World Intellectual Property Organization

WIPO Arbitration and Mediation Center

ADMINISTRATIVE PANEL DECISION

M/s Genpact Limited, M/s Genpact India v. Milan Kovac / Genpactindia.com Privacy--Protect.org

Case No. D2012-0306

1. The Parties

Complainants are M/s Genpact Limited (“Complainant No. 1”) of Bermuda, Overseas Territory of the United Kingdom of Great Britain and Northern Ireland, and M/s Genpact India (“Complainant No. 2”) of Delhi, India (collectively also referred to as the “Complainants”), represented by Saikrishna & Associates, India.

Respondent is Milan Kovac of Bratislava, Slovakia / Genpactindia.com Privacy--Protect.org of Shanghai, China.

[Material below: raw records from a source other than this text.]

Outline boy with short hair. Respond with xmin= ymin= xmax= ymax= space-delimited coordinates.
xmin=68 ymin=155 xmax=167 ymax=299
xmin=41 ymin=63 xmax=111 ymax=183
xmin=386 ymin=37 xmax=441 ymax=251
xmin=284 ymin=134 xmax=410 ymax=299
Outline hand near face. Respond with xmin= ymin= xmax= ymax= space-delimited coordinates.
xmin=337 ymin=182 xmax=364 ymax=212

2. The Domain Name and Registrar

The disputed domain name <genpactindia.com> is registered with Hebei Guoji Maoyi (Shanghai) LTD aka HEBEI INTERNATIONAL TRADING (SHANGHAI) CO., LTD dba HebeiDomains.com. (the “Registrar”).

3. Procedural History

The Complaint was filed with the WIPO Arbitration and Mediation Center (the “Center”) on February 14, 2012. On February 15, 2012, the Center transmitted by email to the Registrar a request for registrar verification in connection with the disputed domain name. On February 16, 2012, the Registrar transmitted by email to the Center its verification response disclosing registrant and contact information for the disputed domain name which differed from the named Respondent and contact information in the Complaint. The Center sent an email communication to Complainants on February 27, 2012 providing the registrant and contact information disclosed by the Registrar, and inviting Complainants to submit an amendment to the Complaint. Complainants filed an amended Complaint on March 20, 2012. On February 17, 2012, the Center transmitted an email to the parties in both Slovak and English language regarding the language of proceedings. On February 24, 2012, Complainants confirmed their request that English be the language of proceedings. Respondent did not comment on the language of proceedings by the specified due date.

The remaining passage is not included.